Student earns national award

Daily Journal staff report

In 450 words, the Whiteland Community High School senior told her family’s story of building a business in agriculture and how she will carry it on.

Emily Dougherty wrote about how her great-great-great-grandfather cleared a forest, dug a ditch and started a farm near Whiteland 160 years ago.

She told of how she and her brothers help farm that same land and how she wants to study agriculture in college, come back to the family farm and find answers to problems facing agriculture.

Her story has earned her a national award. Dougherty recently won the 2016 National Ag Day Essay Competition. All the entrants wrote on the topic of “Agriculture: Stewards of a Healthy Planet.”

She decided to write about her family’s deep connection to the land and how family farms have become increasingly important as the amount of farms in the United States is decreasing.

She highlights how her family’s care of the farm has made them strong stewards of the land her ancestors painstakingly cleared.

Part of her prize is going to Washington, D.C., on March 15 to read her essay aloud to representatives of the United States Department of Agriculture.

She will stand and read the essay to people who make decisions regarding the country’s agriculture.

“I will reinforce how agriculture is our future,” she said.

Part of her mission in writing the essay wasn’t just to win a trip to Washington D.C. and a $1,000 prize.

She wants to educate people who might not know about agriculture.

Dougherty researched to see how the world’s population was growing and how farmers have stood up to meet that need using technology.

When her family’s farm began, her great grandfather fed 19 people using the farm.
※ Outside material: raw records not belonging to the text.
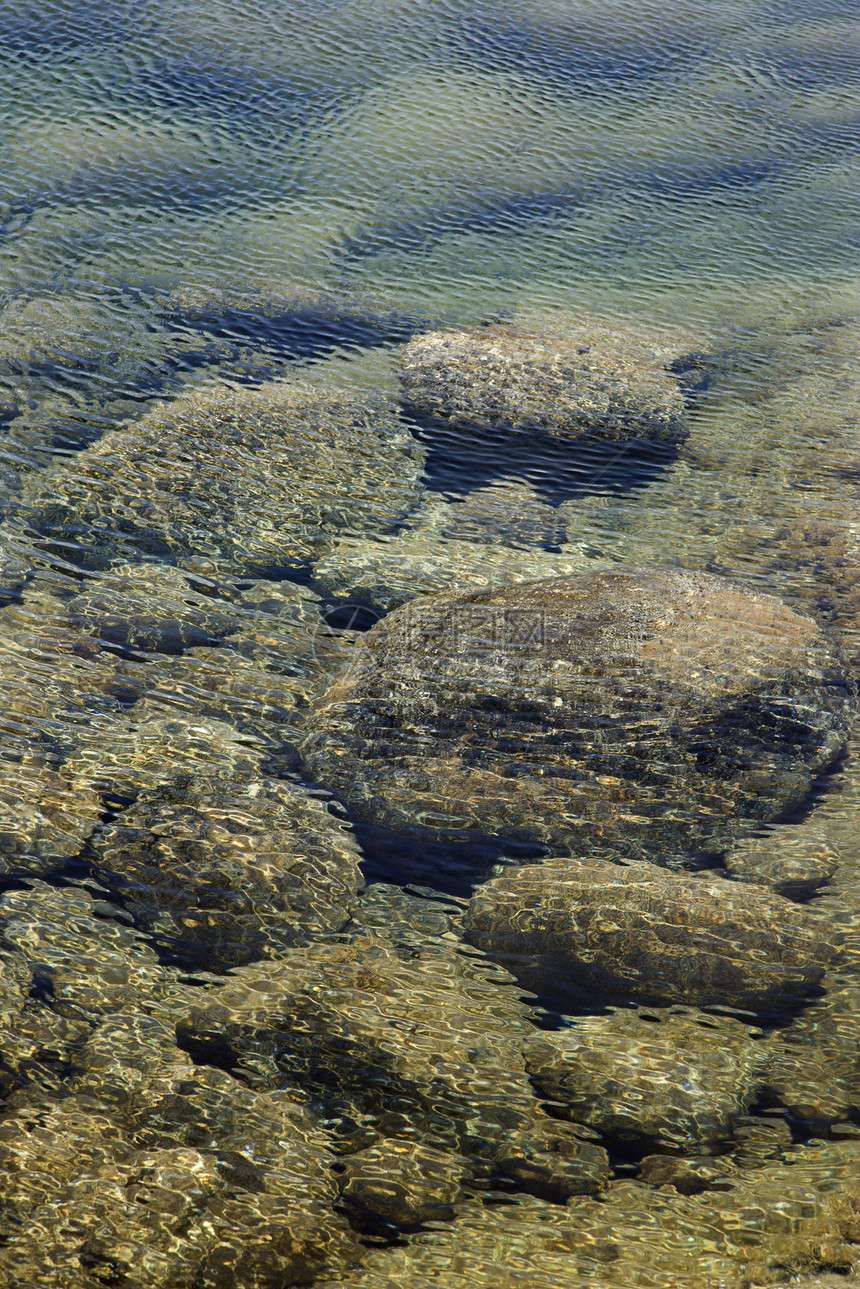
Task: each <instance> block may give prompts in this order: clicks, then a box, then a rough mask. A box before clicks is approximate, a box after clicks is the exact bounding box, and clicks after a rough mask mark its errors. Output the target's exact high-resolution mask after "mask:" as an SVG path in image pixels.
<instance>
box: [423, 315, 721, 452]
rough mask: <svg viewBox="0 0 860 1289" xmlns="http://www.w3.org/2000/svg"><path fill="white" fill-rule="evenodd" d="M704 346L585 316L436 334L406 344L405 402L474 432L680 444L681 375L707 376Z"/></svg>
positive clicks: (517, 322) (681, 429)
mask: <svg viewBox="0 0 860 1289" xmlns="http://www.w3.org/2000/svg"><path fill="white" fill-rule="evenodd" d="M695 349H696V345H695V342H694V340H692V338H690V336H686V335H683V334H681V333H676V331H669V330H659V329H647V327H637V326H634V325H633V324H629V322H621V321H614V322H603V321H601V320H597V318H589V317H585V316H583V317H572V318H566V317H553V316H547V317H523V318H522V320H514V321H513V322H512V324H509V325H494V326H485V327H468V329H463V330H456V331H429V333H427V334H424V335H419V336H415V338H413V339H411V340H410V342H409V344H406V345H405V347H404V351H402V371H401V382H402V401H404V406H405V407H406V410H407V411H409V412H410V414H411V415H413V416H415V418H416V419H419V420H420V422H424V423H431V424H435V425H438V427H446V428H453V429H454V428H456V429H460V431H463V432H467V433H468V432H469V431H471V432H476V431H477V432H486V431H511V432H518V433H522V432H529V433H534V432H535V431H536V432H542V433H545V434H549V436H553V437H561V438H569V440H578V438H593V437H597V438H610V440H621V441H623V440H632V438H647V440H652V441H660V442H667V443H677V442H681V441H682V440H683V438H686V436H687V431H686V425H685V420H683V414H685V407H686V398H685V389H683V385H682V380H681V376H682V375H683V374H685V373H686V374H687V384H689V383H690V373H691V371H692V370H696V371H698V374H699V375H698V379H701V362H703V358H701V354H700V353H699V354H696V353H695ZM694 383H695V380H694Z"/></svg>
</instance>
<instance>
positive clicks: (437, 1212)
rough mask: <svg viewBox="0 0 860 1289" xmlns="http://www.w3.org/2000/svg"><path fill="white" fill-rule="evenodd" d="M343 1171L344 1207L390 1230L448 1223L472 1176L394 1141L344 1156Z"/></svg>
mask: <svg viewBox="0 0 860 1289" xmlns="http://www.w3.org/2000/svg"><path fill="white" fill-rule="evenodd" d="M342 1168H343V1176H342V1178H340V1194H342V1196H343V1200H344V1203H346V1204H347V1205H348V1207H349V1208H351V1209H352V1210H353V1212H355V1213H356V1214H357V1216H358V1217H366V1216H371V1217H375V1218H380V1219H382V1221H383V1222H388V1223H391V1225H393V1226H415V1225H416V1223H419V1222H428V1221H433V1219H435V1221H441V1219H445V1218H451V1217H453V1216H454V1212H453V1208H451V1205H453V1204H454V1201H455V1200H456V1199H459V1196H460V1192H462V1185H463V1181H464V1179H467V1178H468V1177H469V1176H471V1170H469V1168H468V1164H467V1160H465V1159H462V1158H458V1156H456V1155H453V1154H445V1152H444V1151H440V1150H431V1147H429V1146H419V1145H415V1143H413V1142H405V1141H396V1139H389V1141H383V1142H380V1143H379V1145H376V1146H371V1147H370V1148H369V1150H362V1151H360V1152H358V1154H356V1155H348V1156H347V1158H346V1160H344V1161H343V1164H342Z"/></svg>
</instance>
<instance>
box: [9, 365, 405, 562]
mask: <svg viewBox="0 0 860 1289" xmlns="http://www.w3.org/2000/svg"><path fill="white" fill-rule="evenodd" d="M420 460H422V452H420V449H419V447H418V445H416V443H415V442H414V441H413V440H411V437H410V434H409V433H407V431H406V429H405V428H404V427H402V425H401V424H400V420H398V418H397V414H396V410H395V409H393V407H392V406H391V405H389V403H388V402H387V401H386V400H374V398H362V397H353V396H348V394H338V393H334V394H331V393H326V392H324V391H320V389H316V388H313V387H312V385H299V384H297V383H294V382H288V380H273V382H269V383H267V384H264V385H260V387H258V388H248V387H239V388H235V387H232V385H230V384H227V383H223V384H209V385H201V387H199V388H192V389H188V391H187V392H186V393H183V394H181V396H179V397H178V398H174V400H173V401H170V402H164V403H160V405H157V406H156V407H153V409H152V410H150V411H147V414H146V415H144V416H143V418H142V419H141V420H139V422H137V423H134V424H126V425H124V427H121V428H120V429H116V431H113V432H111V433H108V434H106V436H104V437H103V438H102V440H99V442H98V443H95V445H93V446H92V447H88V449H85V450H84V451H81V452H79V454H77V455H76V456H75V460H73V461H72V463H71V465H68V467H64V465H63V467H59V465H58V467H57V468H55V469H53V470H52V472H49V474H48V476H46V477H45V478H44V480H41V481H39V483H36V485H34V491H32V494H31V495H30V496H28V498H27V503H28V507H30V513H28V516H27V518H28V526H30V527H31V528H32V530H35V531H36V532H39V534H41V535H43V536H45V538H49V536H52V535H53V534H55V535H58V536H61V538H62V539H63V540H64V541H71V540H72V539H73V536H75V535H76V534H81V535H83V538H84V541H85V543H88V544H89V545H88V550H86V553H85V558H86V563H88V566H89V567H104V566H107V565H108V563H112V562H115V561H116V559H117V557H120V558H121V557H126V558H128V557H134V558H139V557H141V556H144V557H148V558H152V557H156V558H161V559H165V561H168V562H174V563H177V565H178V566H179V567H183V568H191V570H193V571H197V572H204V574H206V572H215V574H224V572H227V574H230V572H246V571H250V570H254V568H257V570H266V568H267V567H269V566H277V567H281V566H297V565H302V563H304V562H306V561H309V559H311V558H313V556H315V554H318V553H320V550H321V549H322V548H324V545H325V541H326V539H329V540H330V539H331V538H333V536H334V535H337V534H339V532H351V531H362V532H364V531H386V530H389V528H391V527H395V526H397V523H400V522H402V518H404V516H405V514H406V513H407V512H409V510H410V508H411V507H413V505H414V503H415V499H416V495H418V491H419V485H418V476H419V472H420ZM94 534H98V538H97V539H95V541H94ZM90 548H92V549H90Z"/></svg>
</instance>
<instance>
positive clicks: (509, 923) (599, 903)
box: [467, 858, 833, 1014]
mask: <svg viewBox="0 0 860 1289" xmlns="http://www.w3.org/2000/svg"><path fill="white" fill-rule="evenodd" d="M467 927H468V928H469V929H468V933H469V938H471V940H472V941H473V942H474V944H476V945H478V946H480V947H482V949H485V950H486V951H489V953H491V954H493V955H494V956H495V958H498V959H499V960H502V962H503V963H504V964H505V965H507V967H508V968H509V969H511V971H513V972H516V974H517V976H518V978H520V980H522V981H523V982H525V984H526V985H527V986H529V987H530V989H535V990H538V991H543V993H549V994H553V995H557V996H565V995H569V994H579V995H580V996H581V995H583V994H588V995H591V994H592V991H593V990H598V991H602V993H603V994H607V995H610V996H615V998H628V999H629V998H632V999H640V1000H642V1002H664V1003H665V1002H669V1003H670V1002H674V1003H687V1004H690V1005H695V1007H714V1005H722V1007H732V1008H740V1009H744V1011H749V1012H756V1013H763V1014H768V1013H779V1012H783V1011H784V1009H785V1008H790V1007H793V1005H798V1004H802V1003H805V1002H808V1000H810V998H811V996H814V995H815V993H816V986H819V984H820V981H821V978H823V976H824V969H825V967H826V964H828V962H829V960H832V958H833V947H832V945H830V944H829V942H828V940H826V927H825V926H824V924H823V923H821V922H820V920H819V919H816V918H812V916H811V915H810V914H807V913H805V910H803V909H802V907H799V906H797V905H794V904H792V902H790V901H788V900H783V898H780V897H779V896H772V895H770V893H765V892H763V891H762V892H757V891H754V889H753V888H750V887H744V886H739V884H738V883H734V882H726V880H721V879H717V878H705V877H701V875H699V877H691V875H687V874H674V873H673V874H668V873H665V871H664V870H661V869H658V867H655V866H654V865H651V864H633V865H630V866H629V867H623V866H620V865H615V864H596V862H580V861H578V860H572V858H556V860H547V861H545V862H544V864H529V865H525V866H522V867H518V869H507V870H504V871H502V873H500V874H498V875H496V877H494V878H493V879H491V880H490V882H486V883H485V884H484V886H482V887H478V889H477V891H476V893H474V896H473V897H472V902H471V907H469V914H468V918H467Z"/></svg>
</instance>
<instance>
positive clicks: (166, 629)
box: [67, 563, 242, 654]
mask: <svg viewBox="0 0 860 1289" xmlns="http://www.w3.org/2000/svg"><path fill="white" fill-rule="evenodd" d="M67 612H68V617H70V623H71V625H72V626H75V628H77V629H79V630H81V632H86V633H88V634H92V635H93V637H95V638H97V639H98V641H101V642H102V643H103V645H106V646H111V647H117V648H132V650H142V651H147V652H157V654H182V652H183V650H186V648H193V647H200V646H208V645H217V643H219V642H220V641H223V639H224V637H228V635H232V634H233V633H235V632H237V630H240V629H241V626H242V612H241V607H239V606H235V605H231V603H230V601H228V599H227V598H226V592H224V588H222V586H217V585H215V584H213V583H209V581H208V580H206V579H191V577H188V576H187V575H183V574H182V572H181V571H179V570H178V568H171V567H170V566H169V565H152V563H143V565H119V566H116V567H113V568H111V570H110V572H107V574H106V575H104V576H103V577H99V579H93V580H90V581H89V583H88V584H86V588H85V590H84V592H83V593H81V594H79V596H75V597H73V598H72V599H71V601H70V602H68V607H67Z"/></svg>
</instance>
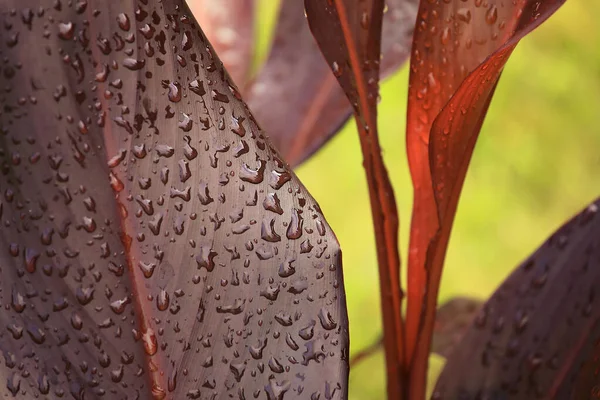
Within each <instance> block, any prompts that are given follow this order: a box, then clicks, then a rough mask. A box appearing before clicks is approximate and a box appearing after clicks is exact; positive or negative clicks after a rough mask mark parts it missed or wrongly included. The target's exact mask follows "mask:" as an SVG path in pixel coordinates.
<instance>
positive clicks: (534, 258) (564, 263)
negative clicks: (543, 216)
mask: <svg viewBox="0 0 600 400" xmlns="http://www.w3.org/2000/svg"><path fill="white" fill-rule="evenodd" d="M599 207H600V199H598V200H596V201H595V202H594V203H592V204H591V205H589V206H588V207H587V208H585V209H584V210H583V211H581V212H580V213H579V215H577V216H575V217H574V218H572V219H571V220H570V221H569V222H567V223H565V225H563V226H562V227H561V228H560V229H558V230H557V231H556V232H555V233H554V234H552V236H551V237H550V238H549V239H548V240H547V241H546V242H545V243H544V244H543V245H542V246H541V247H540V248H539V249H538V250H537V251H536V252H535V253H533V254H532V255H531V256H530V257H528V258H527V259H526V260H525V261H524V262H523V263H522V264H521V265H520V266H519V267H518V268H517V269H516V270H515V271H514V272H513V273H512V274H511V275H510V276H509V277H508V278H507V279H506V281H505V282H504V283H503V284H502V285H501V286H500V287H499V288H498V290H497V291H496V292H495V293H494V294H493V295H492V297H491V298H490V299H489V300H488V301H487V302H486V304H485V305H484V306H483V308H482V309H481V311H480V313H479V314H478V315H477V317H476V318H475V320H474V322H473V324H472V325H471V326H470V328H469V330H468V331H467V333H466V335H465V337H464V338H463V340H462V341H461V343H460V344H459V345H458V346H457V348H456V350H455V351H454V353H453V354H452V356H451V357H450V358H449V359H448V362H447V364H446V366H445V368H444V370H443V371H442V374H441V375H440V378H439V380H438V383H437V385H436V388H435V390H434V395H433V397H432V398H434V399H439V400H441V399H456V398H463V397H465V396H466V397H465V398H475V397H477V398H493V399H495V398H510V399H516V400H518V399H532V398H545V399H587V398H593V395H594V393H593V389H594V387H596V389H597V387H598V386H597V385H600V375H599V374H598V371H599V368H600V362H599V360H600V347H599V346H598V343H600V307H598V306H597V304H596V303H597V300H598V299H597V296H596V293H597V288H598V286H599V285H600V215H599Z"/></svg>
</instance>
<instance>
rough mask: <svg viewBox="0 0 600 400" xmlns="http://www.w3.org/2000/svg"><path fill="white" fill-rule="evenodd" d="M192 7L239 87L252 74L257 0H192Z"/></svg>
mask: <svg viewBox="0 0 600 400" xmlns="http://www.w3.org/2000/svg"><path fill="white" fill-rule="evenodd" d="M189 3H190V8H191V9H192V12H193V13H194V16H195V17H196V19H197V20H198V23H199V24H200V26H201V27H202V30H203V31H204V34H205V35H206V37H207V39H208V40H209V42H210V43H211V44H212V46H213V48H214V49H215V51H216V52H217V55H218V56H219V58H220V59H221V61H222V62H223V65H224V66H225V69H226V70H227V72H228V73H229V76H231V79H233V82H234V83H235V84H236V86H237V87H239V88H243V87H244V86H245V85H246V82H247V81H248V79H249V78H250V72H251V68H252V59H253V57H254V19H255V13H254V10H255V1H254V0H193V1H190V2H189Z"/></svg>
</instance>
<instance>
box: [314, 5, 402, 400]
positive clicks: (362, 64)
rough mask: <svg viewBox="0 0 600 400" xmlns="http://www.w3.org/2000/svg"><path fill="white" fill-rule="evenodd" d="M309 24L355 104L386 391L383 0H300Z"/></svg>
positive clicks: (399, 343)
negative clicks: (378, 90)
mask: <svg viewBox="0 0 600 400" xmlns="http://www.w3.org/2000/svg"><path fill="white" fill-rule="evenodd" d="M304 4H305V7H306V13H307V16H308V22H309V26H310V29H311V31H312V33H313V35H314V36H315V39H316V41H317V43H318V44H319V47H320V48H321V51H322V53H323V55H324V56H325V59H326V60H327V62H328V64H329V65H330V66H331V68H332V71H333V73H334V75H335V76H336V77H337V78H338V82H339V83H340V85H341V87H342V89H343V90H344V92H345V93H346V96H347V97H348V99H349V100H350V103H351V104H352V105H353V106H354V116H355V120H356V124H357V127H358V131H359V137H360V142H361V148H362V153H363V158H364V162H363V165H364V167H365V171H366V174H367V183H368V185H369V194H370V201H371V212H372V215H373V224H374V228H375V229H374V230H375V240H376V248H377V258H378V261H379V281H380V285H381V291H380V292H381V303H382V310H383V326H384V345H385V350H386V351H385V353H386V370H387V392H388V397H389V398H392V399H397V398H400V397H401V396H402V393H403V392H404V390H405V385H404V361H405V359H404V338H403V331H404V328H403V323H402V290H401V286H400V255H399V251H398V211H397V209H396V201H395V198H394V191H393V189H392V185H391V183H390V180H389V177H388V174H387V170H386V168H385V165H384V163H383V159H382V156H381V149H380V146H379V139H378V137H377V97H378V85H379V64H380V47H381V46H380V44H381V25H382V19H383V10H384V4H383V1H382V0H365V1H362V0H361V1H358V0H333V1H329V2H325V1H321V0H305V2H304Z"/></svg>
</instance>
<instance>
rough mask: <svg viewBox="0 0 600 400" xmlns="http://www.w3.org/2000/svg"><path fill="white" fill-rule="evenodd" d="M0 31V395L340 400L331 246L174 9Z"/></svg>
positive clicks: (237, 97)
mask: <svg viewBox="0 0 600 400" xmlns="http://www.w3.org/2000/svg"><path fill="white" fill-rule="evenodd" d="M0 16H1V18H2V27H3V28H2V29H3V32H4V33H3V36H2V41H1V43H0V49H1V50H0V52H1V54H2V58H3V59H4V60H5V62H4V63H3V65H2V74H3V79H4V80H3V89H4V90H3V91H2V93H1V94H0V104H1V105H2V107H1V109H2V112H1V113H0V132H1V133H0V149H1V150H0V154H1V156H2V158H1V161H0V166H1V169H0V171H1V174H0V190H1V193H2V197H1V199H0V219H1V221H2V225H3V227H2V231H1V232H0V238H1V243H2V251H1V252H0V299H1V301H2V305H3V311H2V313H0V324H1V326H2V327H3V329H2V330H0V351H1V352H2V355H3V359H2V362H1V363H0V381H1V382H3V385H5V386H4V387H3V388H2V389H0V392H2V393H4V394H5V395H6V396H10V395H12V396H13V397H18V398H20V399H34V398H42V397H43V398H45V397H48V396H49V397H52V398H55V397H56V398H59V397H60V398H62V397H65V398H66V397H70V398H71V397H72V398H74V399H78V400H83V399H84V398H85V399H96V398H106V397H111V398H114V399H150V398H154V399H177V400H179V399H200V398H202V399H207V398H211V399H229V398H238V399H243V398H254V397H259V396H260V397H261V398H267V399H272V400H275V399H282V398H284V396H285V398H292V397H309V398H310V397H311V396H312V397H313V398H319V397H321V398H334V399H343V398H346V391H347V375H348V359H347V358H348V321H347V314H346V304H345V295H344V285H343V279H342V270H341V254H340V250H339V244H338V242H337V240H336V238H335V236H334V234H333V232H332V231H331V229H330V227H329V226H328V224H327V222H326V221H325V220H324V218H323V215H322V214H321V211H320V209H319V207H318V205H317V203H316V202H315V200H314V199H313V198H312V197H311V196H310V195H309V194H308V193H307V191H306V189H305V188H304V187H303V186H302V184H301V183H300V182H299V181H298V179H297V178H296V176H295V175H294V174H293V172H291V171H290V170H289V169H288V168H287V167H286V163H285V162H284V161H283V160H282V159H281V158H280V156H279V155H278V153H277V152H275V151H274V150H273V149H272V148H271V145H270V143H269V141H268V140H267V139H266V138H265V136H264V133H263V132H262V131H261V130H260V129H259V128H258V127H257V125H256V123H255V121H254V119H253V117H252V115H251V114H250V112H249V111H248V109H247V108H246V106H245V105H244V103H243V102H242V101H241V100H240V95H239V93H238V92H237V90H236V89H235V87H234V85H233V83H232V82H231V80H230V78H229V76H228V74H227V72H226V71H225V70H224V69H223V68H222V66H221V63H220V61H219V59H218V58H217V57H216V55H215V52H214V50H213V49H212V48H211V46H210V44H209V43H208V42H207V40H206V38H205V37H204V35H203V34H202V32H201V30H200V29H199V28H198V26H197V24H196V22H195V20H194V19H193V17H192V15H191V13H190V12H189V10H188V9H187V7H186V6H185V4H184V3H183V2H182V1H181V0H171V1H160V0H140V1H131V0H128V1H125V0H123V1H118V2H116V1H112V0H111V1H109V0H106V1H100V0H98V1H95V2H85V1H78V2H66V1H60V0H59V1H54V0H53V1H49V0H47V1H44V2H43V3H42V4H41V5H40V2H39V1H34V0H19V1H18V2H17V1H16V0H10V1H5V2H3V3H2V4H1V5H0Z"/></svg>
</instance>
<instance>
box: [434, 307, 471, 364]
mask: <svg viewBox="0 0 600 400" xmlns="http://www.w3.org/2000/svg"><path fill="white" fill-rule="evenodd" d="M481 305H482V301H481V300H477V299H472V298H469V297H460V296H459V297H454V298H452V299H450V300H448V301H447V302H445V303H444V304H442V305H441V306H439V307H438V309H437V312H436V314H435V326H434V329H433V337H432V340H431V352H432V353H436V354H438V355H440V356H442V357H445V358H448V356H450V355H451V354H452V352H453V351H454V348H455V347H456V345H457V344H458V343H460V340H461V339H462V337H463V336H464V334H465V332H466V331H467V329H468V328H469V326H470V325H471V322H472V321H473V318H475V315H476V313H477V311H478V310H479V308H480V307H481Z"/></svg>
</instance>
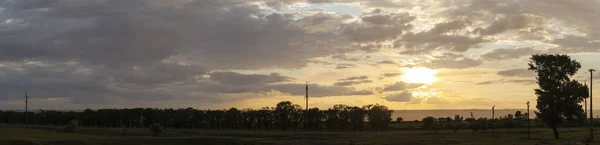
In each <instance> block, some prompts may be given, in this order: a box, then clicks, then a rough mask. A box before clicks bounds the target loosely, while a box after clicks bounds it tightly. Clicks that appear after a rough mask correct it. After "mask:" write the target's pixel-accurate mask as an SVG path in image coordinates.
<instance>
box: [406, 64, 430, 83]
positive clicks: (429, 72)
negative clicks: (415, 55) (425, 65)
mask: <svg viewBox="0 0 600 145" xmlns="http://www.w3.org/2000/svg"><path fill="white" fill-rule="evenodd" d="M403 70H404V75H403V76H402V80H404V81H405V82H408V83H420V84H431V83H433V82H435V81H436V78H435V74H436V73H437V71H436V70H432V69H428V68H424V67H417V68H404V69H403Z"/></svg>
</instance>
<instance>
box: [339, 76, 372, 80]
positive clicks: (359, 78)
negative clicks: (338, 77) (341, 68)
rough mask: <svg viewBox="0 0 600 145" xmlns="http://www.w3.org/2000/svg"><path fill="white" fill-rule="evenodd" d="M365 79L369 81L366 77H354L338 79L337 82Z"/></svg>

Her grandpa fed 26. Her dad is feeding 155 people with the farm.

Dougherty’s essay partly explores how much farming has changed over 100 years, said Hannah Goeb, agriculture science teacher at Whiteland Community High School.

Farms that have been worked generation after generation are shrinking, with some going away completely, said Goeb.

Dougherty writing about her plans to attend college, learn more about agriculture and take her education back to her family farm is an endearing aspect take that likely pushed her essay to the top, Goeb said.

Part of the reason some family farms are disappearing is the lack of willing young people who will come back to their family’s farm after getting an education, she said.